Gene Expression: Overview of Control

To understand transcriptional regulation, consider the structure of a typical eukaryotic gene, shown in Figure 3. The promoter of a gene is the binding site for a group of general transcription factors and for RNA polymerase. Transcription begins when a complex of proteins called TFIID binds to a promoter. The sequential binding of other general transcription factors and RNA polymerase follows. A protein tail tethers the RNA polymerase to the general transcription complex. When the general transcription factor TFIIH phosphorylates this tail, the RNA polymerase is released and moves along the DNA to begin transcription.

Figure 3. Structure of a typical eukaryotic gene.

These steps are identical for essentially all genes. However, the rate at which each of the steps occurs can be influenced by the presence or absence of other, gene-specific transcription factors. It is these other factors, often called gene regulatory proteins, that give the cell the ability to turn some genes on and others off. In contrast to the few general transcription factors, which assemble on the promoters of all genes, there are thousands of gene regulatory proteins. The regulatory proteins bound to a gene vary from gene to gene, and each is usually present at low levels in the cell.

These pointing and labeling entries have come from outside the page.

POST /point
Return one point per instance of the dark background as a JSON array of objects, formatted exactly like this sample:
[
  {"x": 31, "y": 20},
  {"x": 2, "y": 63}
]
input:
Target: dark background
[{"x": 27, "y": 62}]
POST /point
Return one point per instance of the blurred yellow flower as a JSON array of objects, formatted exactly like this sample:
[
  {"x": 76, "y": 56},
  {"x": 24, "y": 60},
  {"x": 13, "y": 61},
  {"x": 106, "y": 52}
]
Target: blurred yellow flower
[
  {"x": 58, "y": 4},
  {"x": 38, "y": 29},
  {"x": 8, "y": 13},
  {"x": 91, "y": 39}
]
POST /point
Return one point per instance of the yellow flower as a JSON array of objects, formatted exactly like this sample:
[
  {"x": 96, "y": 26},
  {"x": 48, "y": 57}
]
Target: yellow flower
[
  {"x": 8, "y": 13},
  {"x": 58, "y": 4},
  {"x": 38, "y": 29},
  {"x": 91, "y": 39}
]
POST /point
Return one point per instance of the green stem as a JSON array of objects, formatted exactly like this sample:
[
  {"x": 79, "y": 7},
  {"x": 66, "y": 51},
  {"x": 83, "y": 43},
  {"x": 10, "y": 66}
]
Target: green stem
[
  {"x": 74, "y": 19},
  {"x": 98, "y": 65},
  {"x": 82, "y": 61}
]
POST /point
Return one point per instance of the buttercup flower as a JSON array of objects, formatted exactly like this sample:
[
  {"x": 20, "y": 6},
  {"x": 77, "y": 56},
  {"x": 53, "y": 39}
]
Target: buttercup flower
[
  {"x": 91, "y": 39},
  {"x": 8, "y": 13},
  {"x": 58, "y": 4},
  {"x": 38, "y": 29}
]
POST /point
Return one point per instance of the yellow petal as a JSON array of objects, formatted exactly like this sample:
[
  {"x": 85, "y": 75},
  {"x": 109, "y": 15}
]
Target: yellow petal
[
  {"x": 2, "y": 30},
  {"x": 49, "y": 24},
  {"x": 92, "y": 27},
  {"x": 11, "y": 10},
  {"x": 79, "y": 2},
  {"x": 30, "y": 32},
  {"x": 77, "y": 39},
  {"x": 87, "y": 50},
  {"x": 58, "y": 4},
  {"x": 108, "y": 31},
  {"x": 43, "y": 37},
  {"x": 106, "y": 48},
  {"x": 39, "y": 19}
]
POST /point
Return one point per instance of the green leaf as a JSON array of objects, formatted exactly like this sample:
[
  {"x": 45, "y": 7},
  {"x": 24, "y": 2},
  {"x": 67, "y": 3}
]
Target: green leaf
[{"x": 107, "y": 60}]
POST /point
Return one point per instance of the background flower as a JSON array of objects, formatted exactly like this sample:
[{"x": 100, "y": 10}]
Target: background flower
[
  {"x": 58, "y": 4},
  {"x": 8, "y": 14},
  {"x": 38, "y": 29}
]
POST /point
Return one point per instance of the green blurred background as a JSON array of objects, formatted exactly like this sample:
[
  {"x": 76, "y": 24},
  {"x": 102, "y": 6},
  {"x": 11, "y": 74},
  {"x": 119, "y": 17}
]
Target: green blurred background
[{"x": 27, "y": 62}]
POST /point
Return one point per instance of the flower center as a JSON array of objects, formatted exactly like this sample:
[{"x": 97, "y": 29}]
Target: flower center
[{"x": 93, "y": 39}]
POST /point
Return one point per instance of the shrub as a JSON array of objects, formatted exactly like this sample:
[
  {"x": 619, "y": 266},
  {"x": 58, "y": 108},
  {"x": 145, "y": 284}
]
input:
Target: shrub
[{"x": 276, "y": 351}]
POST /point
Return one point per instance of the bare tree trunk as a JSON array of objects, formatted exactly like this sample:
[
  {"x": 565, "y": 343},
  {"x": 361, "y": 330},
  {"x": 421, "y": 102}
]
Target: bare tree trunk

Binding sites for these additional regulatory proteins are usually located upstream from the promoter. Surprisingly, these binding sites can be located some distance from the promoter and still regulate transcription. It is thought that this action at a distance can occur because the DNA between the regulatory sequence and the promoter can loop out, to allow the regulatory protein to contact the promoter, as shown in Figure 4.

Regulatory proteins are classified as either activators or repressors. Activators increase the rate of transcription, whereas repressors decrease it. The DNA sequences that bind activator proteins are called "enhancer elements," and those that bind repressor proteins are "repressor elements" or "silencer elements."

Many regulatory proteins have at least two distinct regions or domains, as shown in Figure 5. One domain binds to a specific DNA sequence. The other domain typically contacts the general transcription machinery assembled at the promoter. In one class of activating proteins, the activation domain contains a cluster of negatively charged (acidic) amino acids. Scientists believe acidic transcriptional activators accelerate the assembly of general transcription factors on the promoter. This is just one way a transcriptional activator can work. For instance, other regulatory proteins affect how tightly the gene is packaged within chromatin. Opening up the chromatin allows the transcription machinery to more quickly gain access to the promoter.

Gene regulatory proteins bind to the DNA when it is in a double-helical state. They recognize a specific DNA sequence by forming hydrogen bonds to chemical groups on the outside of the DNA. These proteins often contain common identifiable structural "motifs" that directly contact specific DNA sequences.

Figure 4. A regulatory element contacting the promoter by looping out the intervening DNA.